I enjoyed John Hirschauer’s post on the sloppiness of the contemporary Catholic liturgy. It belongs to a proud and thriving genre. I had not heard the line about crawling to receive Eucharist attributed to Mohandas K. Gandhi before — usually, it’s John Calvin or some unnamed Muslim or Jacobin.
But I wonder if he hasn’t got the causality backward: Perhaps it is the case that the liturgies, and church manners more generally, have become excessively democratic because so many American Catholics no longer really believe their own dogma, rather than that otherwise devout believers have lost their faith because of “extraordinary” eucharistic ministers in blue jeans? I’ll go a mile or two out of my way to avoid a church with bongos and guitars. (Except in the case of guitarists named Christopher Parkening.) But I am not so sure the central Figure of the Christian religion would have been quite so fastidious about this. And one of the most reverential Masses at which I ever have had the honor to be present was celebrated in makeshift conditions in a hotel room. (Ironically, this happened within view of St. Peter’s.) No one wore Birkenstocks, but there is some biblical precedent for sandals, I believe.
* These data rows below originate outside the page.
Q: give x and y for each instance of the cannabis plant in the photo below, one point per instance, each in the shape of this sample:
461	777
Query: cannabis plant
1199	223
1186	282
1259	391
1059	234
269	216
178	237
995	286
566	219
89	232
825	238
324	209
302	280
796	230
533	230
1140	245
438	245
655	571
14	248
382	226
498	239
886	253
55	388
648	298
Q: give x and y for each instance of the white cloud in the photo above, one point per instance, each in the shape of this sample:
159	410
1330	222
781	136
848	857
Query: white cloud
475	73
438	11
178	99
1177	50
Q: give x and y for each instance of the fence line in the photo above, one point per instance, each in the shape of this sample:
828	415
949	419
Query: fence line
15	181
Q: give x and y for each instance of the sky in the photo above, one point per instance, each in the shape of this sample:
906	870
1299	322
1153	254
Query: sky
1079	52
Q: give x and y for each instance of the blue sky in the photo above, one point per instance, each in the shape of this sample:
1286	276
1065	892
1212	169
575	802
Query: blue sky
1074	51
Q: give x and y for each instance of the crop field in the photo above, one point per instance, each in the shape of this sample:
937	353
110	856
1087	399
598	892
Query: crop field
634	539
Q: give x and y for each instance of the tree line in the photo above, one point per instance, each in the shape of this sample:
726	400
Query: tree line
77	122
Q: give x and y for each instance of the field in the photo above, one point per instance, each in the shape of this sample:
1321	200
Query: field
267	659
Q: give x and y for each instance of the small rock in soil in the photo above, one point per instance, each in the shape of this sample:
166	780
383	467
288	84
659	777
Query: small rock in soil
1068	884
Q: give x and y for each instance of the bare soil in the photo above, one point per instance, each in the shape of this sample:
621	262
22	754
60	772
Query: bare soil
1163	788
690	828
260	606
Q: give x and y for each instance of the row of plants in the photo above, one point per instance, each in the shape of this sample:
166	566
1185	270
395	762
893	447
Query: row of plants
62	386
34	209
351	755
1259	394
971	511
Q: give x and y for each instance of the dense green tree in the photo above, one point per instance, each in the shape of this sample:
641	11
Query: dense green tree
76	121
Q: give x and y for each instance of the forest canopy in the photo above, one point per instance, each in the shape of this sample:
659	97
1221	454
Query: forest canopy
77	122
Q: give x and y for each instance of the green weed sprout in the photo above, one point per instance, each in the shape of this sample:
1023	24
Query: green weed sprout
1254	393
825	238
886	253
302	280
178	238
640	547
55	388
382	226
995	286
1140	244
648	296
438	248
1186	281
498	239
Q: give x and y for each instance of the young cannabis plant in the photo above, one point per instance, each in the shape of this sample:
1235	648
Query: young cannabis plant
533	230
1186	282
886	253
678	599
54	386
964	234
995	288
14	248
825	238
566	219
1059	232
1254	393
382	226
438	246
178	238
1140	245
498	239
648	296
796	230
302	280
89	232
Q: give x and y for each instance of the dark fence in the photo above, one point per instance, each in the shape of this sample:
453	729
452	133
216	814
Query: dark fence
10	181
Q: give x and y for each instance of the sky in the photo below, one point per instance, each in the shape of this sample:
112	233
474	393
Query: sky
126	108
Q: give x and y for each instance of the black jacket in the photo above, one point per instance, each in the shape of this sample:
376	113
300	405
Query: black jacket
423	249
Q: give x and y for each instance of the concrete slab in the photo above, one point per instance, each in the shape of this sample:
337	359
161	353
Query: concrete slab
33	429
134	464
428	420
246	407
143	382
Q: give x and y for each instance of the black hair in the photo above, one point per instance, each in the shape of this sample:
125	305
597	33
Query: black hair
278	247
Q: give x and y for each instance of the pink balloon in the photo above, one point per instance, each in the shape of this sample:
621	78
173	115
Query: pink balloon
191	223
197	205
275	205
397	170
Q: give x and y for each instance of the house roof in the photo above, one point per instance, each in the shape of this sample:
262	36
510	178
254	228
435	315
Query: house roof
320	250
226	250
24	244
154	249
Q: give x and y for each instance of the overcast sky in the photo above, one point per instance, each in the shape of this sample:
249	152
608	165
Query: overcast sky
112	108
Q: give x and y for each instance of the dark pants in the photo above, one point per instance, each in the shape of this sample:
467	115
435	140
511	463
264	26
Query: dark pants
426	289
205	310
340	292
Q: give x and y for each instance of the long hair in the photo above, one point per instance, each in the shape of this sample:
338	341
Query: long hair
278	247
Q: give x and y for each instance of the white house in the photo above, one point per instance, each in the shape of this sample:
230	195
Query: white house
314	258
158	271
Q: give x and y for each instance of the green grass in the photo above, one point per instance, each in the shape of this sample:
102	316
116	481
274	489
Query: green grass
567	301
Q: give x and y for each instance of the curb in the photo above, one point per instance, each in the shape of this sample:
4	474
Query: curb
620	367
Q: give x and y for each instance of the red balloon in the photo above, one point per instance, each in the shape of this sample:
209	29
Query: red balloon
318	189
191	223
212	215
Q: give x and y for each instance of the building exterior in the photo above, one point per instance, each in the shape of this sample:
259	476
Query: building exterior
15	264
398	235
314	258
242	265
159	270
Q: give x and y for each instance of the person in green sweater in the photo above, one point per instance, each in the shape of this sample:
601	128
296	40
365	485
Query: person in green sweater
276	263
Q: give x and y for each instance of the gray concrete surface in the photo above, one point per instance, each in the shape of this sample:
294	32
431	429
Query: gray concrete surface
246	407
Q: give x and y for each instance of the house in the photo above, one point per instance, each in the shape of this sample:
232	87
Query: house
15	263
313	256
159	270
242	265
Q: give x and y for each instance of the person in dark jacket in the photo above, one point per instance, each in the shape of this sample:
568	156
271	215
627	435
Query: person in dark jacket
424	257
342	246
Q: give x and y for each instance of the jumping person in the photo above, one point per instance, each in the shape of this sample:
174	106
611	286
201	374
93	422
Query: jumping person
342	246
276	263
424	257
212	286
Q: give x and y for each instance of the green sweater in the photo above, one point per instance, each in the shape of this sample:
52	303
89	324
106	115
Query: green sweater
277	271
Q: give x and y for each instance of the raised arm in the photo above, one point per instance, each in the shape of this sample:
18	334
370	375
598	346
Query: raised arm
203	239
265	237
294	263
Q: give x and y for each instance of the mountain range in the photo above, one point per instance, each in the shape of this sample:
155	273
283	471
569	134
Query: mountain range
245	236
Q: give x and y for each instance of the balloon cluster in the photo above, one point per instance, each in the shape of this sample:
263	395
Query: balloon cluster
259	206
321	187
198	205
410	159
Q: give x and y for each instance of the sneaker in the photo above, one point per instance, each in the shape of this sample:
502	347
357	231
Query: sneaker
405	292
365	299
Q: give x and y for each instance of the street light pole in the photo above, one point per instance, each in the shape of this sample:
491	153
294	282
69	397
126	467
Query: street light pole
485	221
Of course there are outward signs indicating inward things, and much of American Catholic observance is, it seems to me, irreverent. But count me skeptical of the proposition that what Catholics really want is a pair of decent long trousers to awe them into orthodoxy.
“Thou art Peter, and upon this rock I will build my church; and the gates of hell shall not prevail against it.” If the gates of hell shall not prevail, then business casual doesn’t stand a chance.